Moritz HartmannPrinz Williams Jähzorn sorgt für Besorgnis: Wird sein Temperament die Monarchie gefährden?
Prinz Harry hat behauptet, sein Bruder, Prinz William, habe ihn während eines hitzigen Streits einmal körperlich angegriffen. Diese Enthüllung lenkt die Aufmerksamkeit erneut auf Williams bekanntes Temperament, das Insider als Familientradition beschreiben. Berichten zufolge sorgen die emotionalen Ausbrüche des künftigen Königs zunehmend für Besorgnis unter den Beratern des Königshauses.

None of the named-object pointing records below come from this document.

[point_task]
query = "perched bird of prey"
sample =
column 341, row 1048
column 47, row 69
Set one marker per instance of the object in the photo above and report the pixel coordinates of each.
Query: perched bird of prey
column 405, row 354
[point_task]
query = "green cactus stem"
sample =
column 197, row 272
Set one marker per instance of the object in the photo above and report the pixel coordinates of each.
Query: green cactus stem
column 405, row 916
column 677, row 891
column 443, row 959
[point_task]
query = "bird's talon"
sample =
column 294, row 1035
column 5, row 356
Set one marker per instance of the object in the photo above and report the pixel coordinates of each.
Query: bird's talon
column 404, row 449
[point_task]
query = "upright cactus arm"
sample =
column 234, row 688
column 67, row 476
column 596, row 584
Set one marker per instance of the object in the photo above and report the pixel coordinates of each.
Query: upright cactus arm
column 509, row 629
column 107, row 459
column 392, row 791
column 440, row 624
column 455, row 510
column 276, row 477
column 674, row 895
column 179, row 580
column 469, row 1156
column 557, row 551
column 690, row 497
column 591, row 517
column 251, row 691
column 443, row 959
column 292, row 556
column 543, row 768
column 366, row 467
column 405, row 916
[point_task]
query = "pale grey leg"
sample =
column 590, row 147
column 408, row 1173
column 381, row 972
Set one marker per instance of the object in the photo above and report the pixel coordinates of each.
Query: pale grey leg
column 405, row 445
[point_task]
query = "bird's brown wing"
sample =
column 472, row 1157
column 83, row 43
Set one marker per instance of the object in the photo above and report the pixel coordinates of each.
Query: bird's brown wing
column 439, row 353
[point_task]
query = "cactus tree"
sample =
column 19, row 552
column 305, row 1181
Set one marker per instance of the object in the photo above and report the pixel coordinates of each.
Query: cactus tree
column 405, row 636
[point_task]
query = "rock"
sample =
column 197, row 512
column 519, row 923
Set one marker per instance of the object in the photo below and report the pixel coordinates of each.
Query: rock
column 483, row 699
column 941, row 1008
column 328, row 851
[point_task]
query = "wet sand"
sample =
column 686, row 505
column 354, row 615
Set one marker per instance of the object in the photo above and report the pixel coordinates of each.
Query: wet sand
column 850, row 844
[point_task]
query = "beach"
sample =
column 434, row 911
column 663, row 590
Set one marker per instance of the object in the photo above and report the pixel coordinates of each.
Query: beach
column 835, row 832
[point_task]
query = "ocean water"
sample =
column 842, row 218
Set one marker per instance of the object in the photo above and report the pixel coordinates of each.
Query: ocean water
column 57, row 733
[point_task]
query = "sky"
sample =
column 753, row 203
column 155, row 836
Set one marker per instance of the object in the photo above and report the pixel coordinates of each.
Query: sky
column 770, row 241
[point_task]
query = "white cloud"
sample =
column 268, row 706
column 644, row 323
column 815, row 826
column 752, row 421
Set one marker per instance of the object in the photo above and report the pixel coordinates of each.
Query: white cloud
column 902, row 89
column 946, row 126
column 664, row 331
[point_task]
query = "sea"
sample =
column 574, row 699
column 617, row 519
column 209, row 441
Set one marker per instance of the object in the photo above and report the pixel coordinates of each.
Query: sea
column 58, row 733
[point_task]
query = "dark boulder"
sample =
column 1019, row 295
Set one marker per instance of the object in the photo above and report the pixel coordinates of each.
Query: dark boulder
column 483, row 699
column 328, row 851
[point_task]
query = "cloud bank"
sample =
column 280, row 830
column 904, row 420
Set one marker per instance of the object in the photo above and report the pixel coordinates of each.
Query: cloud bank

Williams Jähzorn ist seit Langem denen bekannt, die der Königsfamilie nahestehen. Der Royalty-Autor Christopher Andersen bezeichnete ihn als intensiv, während Quellen behaupten, er übertreffe sogar die heftigen Reaktionen seines Vaters. König Charles III. selbst wurde bereits auf Kamera bei Wutausbrüchen festgehalten – etwa 2022, als ein undichtes Füllfederhalter ihn sichtbar in Rage brachte.
Die Wutausbrüche des Prinzen sollen auf der schweren Last beruhen, die er trägt. Insider berichten, er habe seinen Vater während Streitgesprächen bereits angeschrien, wobei seine Wut selbst Charles mitunter beunruhige. Mittlerweile hätten Berater im Stillen angeraten, eine Therapie zur Wutbewältigung in Anspruch zu nehmen, um William bei der Kontrolle von Stress und emotionalen Reaktionen zu unterstützen.
Die Thematik hat eine breitere Debatte über seine Eignung für den Thron ausgelöst. Einige fürchten, sein impulsives Wesen könnte in Zukunft – insbesondere in hochsensiblen Situationen – Herausforderungen mit sich bringen, sobald er König wird.
Williams Temperament bleibt in royalen Kreisen ein Grund zur Sorge. Zwar deutet die Vorgeschichte seines Vaters auf ein familiäres Muster hin, doch die berichtete Heftigkeit der Ausbrüche des Prinzen hat zu Forderungen nach professioneller Hilfe geführt. Wie er mit diesen Emotionen umgeht, könnte seine künftige Rolle als Monarch prägen.